And the mission of the Republican majorities in both houses of Congress has cutting spending at the top of their lists. Fraud, waste, and abuse has been the empty word chants of politicians from both parties for far too many years.

Now there’s a concrete example of waste, and of waste of a magnitude that it could easily obscure double potsful of outright fraud and abuse.

The federal government reported net costs of $7.4 trillion in fiscal year 2024, but it couldn’t fully account for its spending. The US Government Accountability Office, which is Congress’s research arm, said that the federal government must address “serious deficiencies” in federal financial management and correct course on its “unsustainable” long-term fiscal path.

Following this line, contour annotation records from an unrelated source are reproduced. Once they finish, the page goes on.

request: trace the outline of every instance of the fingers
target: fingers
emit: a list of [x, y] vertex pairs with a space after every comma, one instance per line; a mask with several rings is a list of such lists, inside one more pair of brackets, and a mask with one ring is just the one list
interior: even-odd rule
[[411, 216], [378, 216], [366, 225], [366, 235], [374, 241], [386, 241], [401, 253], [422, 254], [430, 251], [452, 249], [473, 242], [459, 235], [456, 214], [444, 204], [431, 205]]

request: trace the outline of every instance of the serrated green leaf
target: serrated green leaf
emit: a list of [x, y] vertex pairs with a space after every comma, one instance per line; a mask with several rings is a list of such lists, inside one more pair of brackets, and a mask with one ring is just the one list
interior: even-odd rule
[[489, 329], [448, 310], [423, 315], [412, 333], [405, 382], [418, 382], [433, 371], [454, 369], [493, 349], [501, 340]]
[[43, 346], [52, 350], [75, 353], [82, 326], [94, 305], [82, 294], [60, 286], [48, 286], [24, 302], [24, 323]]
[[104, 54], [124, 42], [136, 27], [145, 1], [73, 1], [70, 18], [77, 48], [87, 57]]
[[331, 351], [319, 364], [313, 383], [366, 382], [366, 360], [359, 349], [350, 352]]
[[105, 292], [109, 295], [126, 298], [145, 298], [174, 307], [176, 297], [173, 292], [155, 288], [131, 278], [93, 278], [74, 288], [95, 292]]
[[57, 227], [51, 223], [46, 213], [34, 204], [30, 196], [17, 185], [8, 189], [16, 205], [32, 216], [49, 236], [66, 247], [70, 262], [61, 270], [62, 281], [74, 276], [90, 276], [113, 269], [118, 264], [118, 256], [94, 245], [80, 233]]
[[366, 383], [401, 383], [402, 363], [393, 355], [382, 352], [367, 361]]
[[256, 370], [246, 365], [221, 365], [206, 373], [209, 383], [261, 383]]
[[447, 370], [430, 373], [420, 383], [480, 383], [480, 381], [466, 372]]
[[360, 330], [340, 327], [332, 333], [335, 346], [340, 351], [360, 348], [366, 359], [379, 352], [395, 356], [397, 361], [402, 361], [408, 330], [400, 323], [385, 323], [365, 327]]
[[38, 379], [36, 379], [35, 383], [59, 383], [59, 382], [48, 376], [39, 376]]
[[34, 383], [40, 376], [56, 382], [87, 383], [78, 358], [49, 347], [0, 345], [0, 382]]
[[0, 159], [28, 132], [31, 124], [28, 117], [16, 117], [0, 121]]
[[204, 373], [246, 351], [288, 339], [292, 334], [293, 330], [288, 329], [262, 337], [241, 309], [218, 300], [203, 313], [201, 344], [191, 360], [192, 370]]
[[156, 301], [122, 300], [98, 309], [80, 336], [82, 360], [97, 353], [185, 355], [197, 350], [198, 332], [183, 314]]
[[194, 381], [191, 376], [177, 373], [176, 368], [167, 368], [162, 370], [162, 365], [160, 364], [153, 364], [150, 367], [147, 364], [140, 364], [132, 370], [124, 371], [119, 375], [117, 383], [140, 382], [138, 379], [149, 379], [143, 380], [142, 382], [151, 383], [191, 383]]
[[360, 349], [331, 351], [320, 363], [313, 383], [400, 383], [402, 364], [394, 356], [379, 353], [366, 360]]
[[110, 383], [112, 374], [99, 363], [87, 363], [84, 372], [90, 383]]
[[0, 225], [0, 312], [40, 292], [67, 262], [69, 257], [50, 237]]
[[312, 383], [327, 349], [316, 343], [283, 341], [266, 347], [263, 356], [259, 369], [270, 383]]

Absolutely. One way to light a fire under the behinds of the bureaucrats who manage these departments and agencies—from the political appointees nominally in charge on down through middle management—along with those entities and personnel required to report to the former is to cut those department and agency budgets by the amount of unaccounted for spending by each department and agency. In parallel with that, identify by name the personnel responsible for the tracking, and identify by name and entity those responsible for reporting to these trackers, and deal with them, publicly shaming where useful, firing for cause where necessary, and terminating contracts of those responsible for reporting and not doing so or not doing so accurately.

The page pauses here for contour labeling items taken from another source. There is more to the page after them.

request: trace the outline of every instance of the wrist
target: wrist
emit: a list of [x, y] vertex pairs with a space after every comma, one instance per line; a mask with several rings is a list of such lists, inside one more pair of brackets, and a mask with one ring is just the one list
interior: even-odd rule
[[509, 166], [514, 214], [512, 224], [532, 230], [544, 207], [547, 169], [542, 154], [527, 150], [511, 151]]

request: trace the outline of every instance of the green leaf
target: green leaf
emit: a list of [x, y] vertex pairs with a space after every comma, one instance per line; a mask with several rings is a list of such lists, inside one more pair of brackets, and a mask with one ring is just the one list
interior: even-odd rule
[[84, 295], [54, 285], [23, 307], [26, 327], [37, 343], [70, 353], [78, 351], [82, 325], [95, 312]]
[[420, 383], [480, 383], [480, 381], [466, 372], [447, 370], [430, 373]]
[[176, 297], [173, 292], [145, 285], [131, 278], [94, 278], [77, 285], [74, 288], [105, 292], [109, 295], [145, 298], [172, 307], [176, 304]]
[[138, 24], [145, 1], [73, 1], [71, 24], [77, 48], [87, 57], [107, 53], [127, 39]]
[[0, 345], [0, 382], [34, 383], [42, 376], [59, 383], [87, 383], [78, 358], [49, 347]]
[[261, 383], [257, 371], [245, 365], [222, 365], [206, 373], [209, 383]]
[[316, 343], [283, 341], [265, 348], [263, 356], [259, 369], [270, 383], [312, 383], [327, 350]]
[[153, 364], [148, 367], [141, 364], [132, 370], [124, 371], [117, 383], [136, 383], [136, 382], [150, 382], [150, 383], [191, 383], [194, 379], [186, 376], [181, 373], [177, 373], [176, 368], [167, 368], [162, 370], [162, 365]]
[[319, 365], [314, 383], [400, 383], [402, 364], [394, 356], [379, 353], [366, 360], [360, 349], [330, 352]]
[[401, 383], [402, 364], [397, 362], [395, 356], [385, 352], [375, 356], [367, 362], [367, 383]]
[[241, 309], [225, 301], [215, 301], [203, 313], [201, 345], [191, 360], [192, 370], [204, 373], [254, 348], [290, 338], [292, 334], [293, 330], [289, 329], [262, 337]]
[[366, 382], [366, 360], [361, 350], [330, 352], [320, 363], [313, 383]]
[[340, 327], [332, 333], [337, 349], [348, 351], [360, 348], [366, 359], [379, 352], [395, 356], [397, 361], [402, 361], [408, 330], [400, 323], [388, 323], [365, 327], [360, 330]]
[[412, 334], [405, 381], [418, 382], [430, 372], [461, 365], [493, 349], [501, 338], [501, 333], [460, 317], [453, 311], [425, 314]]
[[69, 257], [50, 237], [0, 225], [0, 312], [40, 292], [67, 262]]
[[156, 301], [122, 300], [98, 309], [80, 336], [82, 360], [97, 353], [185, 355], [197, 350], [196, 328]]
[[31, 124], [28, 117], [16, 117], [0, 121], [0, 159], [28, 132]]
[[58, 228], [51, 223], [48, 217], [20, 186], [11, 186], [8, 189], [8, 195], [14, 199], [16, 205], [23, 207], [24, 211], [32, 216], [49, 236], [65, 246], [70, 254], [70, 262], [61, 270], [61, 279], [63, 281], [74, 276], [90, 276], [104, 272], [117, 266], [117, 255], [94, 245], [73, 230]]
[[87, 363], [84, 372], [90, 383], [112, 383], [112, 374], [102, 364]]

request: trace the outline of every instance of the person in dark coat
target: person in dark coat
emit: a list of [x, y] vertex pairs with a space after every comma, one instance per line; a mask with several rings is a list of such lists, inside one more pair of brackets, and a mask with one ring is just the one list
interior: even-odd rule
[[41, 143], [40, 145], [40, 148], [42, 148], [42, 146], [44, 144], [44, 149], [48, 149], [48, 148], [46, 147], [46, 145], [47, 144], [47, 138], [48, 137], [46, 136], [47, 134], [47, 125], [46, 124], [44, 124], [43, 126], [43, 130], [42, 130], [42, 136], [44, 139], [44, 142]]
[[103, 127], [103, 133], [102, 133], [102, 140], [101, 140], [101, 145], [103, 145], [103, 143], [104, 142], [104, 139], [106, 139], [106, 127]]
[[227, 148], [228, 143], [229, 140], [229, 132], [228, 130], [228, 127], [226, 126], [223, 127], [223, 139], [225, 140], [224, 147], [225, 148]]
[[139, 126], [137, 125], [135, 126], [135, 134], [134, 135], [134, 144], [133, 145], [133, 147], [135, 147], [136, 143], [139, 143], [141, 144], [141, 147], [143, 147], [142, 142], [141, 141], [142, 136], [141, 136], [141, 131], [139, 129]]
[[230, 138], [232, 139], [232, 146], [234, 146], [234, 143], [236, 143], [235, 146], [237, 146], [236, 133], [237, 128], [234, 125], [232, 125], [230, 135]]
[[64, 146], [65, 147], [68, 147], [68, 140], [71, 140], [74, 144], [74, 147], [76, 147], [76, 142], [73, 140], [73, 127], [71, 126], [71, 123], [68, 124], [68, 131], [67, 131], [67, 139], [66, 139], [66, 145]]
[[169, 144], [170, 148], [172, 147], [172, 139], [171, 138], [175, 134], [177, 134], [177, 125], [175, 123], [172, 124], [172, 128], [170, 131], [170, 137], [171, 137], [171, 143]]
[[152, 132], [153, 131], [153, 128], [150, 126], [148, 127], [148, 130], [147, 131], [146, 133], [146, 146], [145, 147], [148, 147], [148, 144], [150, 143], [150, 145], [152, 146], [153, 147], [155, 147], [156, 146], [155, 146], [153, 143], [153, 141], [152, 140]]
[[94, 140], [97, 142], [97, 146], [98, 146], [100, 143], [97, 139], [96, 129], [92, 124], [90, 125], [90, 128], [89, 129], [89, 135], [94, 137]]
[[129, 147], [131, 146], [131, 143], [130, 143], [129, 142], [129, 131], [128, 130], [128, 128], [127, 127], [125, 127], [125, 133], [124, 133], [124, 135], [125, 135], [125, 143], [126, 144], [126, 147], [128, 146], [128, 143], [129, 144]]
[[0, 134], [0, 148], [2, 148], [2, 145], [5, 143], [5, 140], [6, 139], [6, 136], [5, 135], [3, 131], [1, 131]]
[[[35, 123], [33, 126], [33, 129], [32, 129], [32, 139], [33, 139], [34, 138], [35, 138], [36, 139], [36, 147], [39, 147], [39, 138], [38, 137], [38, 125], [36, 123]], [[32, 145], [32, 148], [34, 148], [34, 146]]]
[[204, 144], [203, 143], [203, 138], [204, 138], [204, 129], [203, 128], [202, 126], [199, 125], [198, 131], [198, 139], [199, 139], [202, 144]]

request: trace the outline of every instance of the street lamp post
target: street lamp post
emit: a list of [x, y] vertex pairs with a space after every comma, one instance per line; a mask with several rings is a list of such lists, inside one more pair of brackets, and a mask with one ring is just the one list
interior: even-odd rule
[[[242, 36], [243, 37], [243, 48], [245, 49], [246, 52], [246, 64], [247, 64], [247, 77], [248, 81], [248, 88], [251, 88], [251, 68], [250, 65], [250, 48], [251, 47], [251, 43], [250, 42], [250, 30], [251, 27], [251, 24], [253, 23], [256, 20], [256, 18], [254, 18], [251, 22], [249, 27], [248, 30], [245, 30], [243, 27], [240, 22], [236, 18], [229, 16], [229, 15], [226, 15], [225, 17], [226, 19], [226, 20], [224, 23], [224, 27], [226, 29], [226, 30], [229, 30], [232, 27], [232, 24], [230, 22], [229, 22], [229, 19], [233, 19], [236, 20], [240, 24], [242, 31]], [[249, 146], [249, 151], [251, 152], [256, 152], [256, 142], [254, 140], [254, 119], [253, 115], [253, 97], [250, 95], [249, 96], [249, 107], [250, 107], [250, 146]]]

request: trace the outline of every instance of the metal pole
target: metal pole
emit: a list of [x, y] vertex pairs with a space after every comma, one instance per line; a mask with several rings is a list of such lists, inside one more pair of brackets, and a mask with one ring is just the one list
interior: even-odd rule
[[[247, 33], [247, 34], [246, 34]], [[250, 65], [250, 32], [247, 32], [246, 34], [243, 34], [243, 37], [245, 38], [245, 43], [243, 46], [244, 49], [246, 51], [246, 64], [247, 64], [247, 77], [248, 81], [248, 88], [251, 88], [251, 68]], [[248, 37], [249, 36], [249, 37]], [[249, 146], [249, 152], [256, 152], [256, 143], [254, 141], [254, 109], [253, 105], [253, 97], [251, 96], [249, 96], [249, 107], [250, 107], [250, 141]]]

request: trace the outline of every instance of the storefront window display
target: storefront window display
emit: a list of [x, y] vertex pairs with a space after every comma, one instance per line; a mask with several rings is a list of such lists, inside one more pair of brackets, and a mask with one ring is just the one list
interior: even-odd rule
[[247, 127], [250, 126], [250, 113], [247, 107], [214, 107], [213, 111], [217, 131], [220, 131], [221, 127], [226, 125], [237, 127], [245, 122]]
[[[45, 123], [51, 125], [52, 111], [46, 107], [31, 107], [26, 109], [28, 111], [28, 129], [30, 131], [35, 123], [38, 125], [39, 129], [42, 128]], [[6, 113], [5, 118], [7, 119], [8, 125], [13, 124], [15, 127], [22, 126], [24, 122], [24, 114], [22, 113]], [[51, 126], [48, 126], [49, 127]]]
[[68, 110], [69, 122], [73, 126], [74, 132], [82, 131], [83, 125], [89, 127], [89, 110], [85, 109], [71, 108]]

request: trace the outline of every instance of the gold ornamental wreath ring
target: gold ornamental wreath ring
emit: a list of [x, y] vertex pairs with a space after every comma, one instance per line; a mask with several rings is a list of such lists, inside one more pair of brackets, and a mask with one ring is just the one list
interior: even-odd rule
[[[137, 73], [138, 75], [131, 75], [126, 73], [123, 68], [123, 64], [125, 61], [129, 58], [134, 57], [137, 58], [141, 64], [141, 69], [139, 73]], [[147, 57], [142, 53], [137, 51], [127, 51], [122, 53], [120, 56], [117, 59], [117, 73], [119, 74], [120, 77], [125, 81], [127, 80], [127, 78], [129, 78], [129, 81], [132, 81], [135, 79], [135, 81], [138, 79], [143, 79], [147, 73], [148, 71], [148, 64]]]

Yes, that includes DoD, which hasn’t bothered to track its own spending well enough to pass an audit in the last too many years. We’re not plussing up our military, we’re not building a combat force, when DoD is losing track of its money and so isn’t spending its money on training, equipment, and logistics.

The incompetence, laziness, and criminality of those responsible for actually spending—and tracking their spending—the monies allocated to them are threats to our national security regardless of the specific spender. So are those not bothering to report accurately and completely up the chain to those trackers. That alone should make the laziness and incompetence involved as felonious as the fraud itself.

Detention Beds?

ICE thinks that, were the Laken Riley Act, which mandates immediate detention pending deportation of illegal aliens who have been arrested for theft of one sort or another, to be enacted, they would need, among other things, an additional $3 billion due to the agency needing an additional 60,000 detention beds.

That cost is heavily impacted by the fanciness of the beds.

Sixty thousand army cots from a big-name store would cost just $8.7 million, assuming no discount for such a large buy.

Other cots are available through big-name general marketer Amazon.com for prices around $55 each, or $3.3 million, again assuming no large buy discount.

Military surplus cots can be had for as low as $31—$1.86 million for the 60,000.

A 50ftx100ft Quonset hut can be had for $29,000 in construction kit form that, when assembled, provides a complete, weather tight shelter. That hut could easily shelter 120 illegal aliens on those cots. That works out to some 500 huts for $14.5 million. Add porta-potty latrines and a couple of Quonset huts for food preparation and eating, and we’re bringing in the detention facilities for less than $20 million.

Of course, those numbers make no allowance for segregating the detainees by sex. Having male- and female-only huts, though, would add only trivially to the cost, and most of that increment would be in added personnel to enforce the segregation.

If those $3 billon really are committed, the remainder should be for personnel. At an estimated $80k salary plus $13k payroll tax per additional ICE, CBP, and ESO agent, those remaining $2.8 billion could hire 28,500 more.

Whether an additional 28,500 are needed or not, the larger point is that the money should go toward the men and women who put their lives on the line going after these thugs, and not in housing them in unneeded luxury.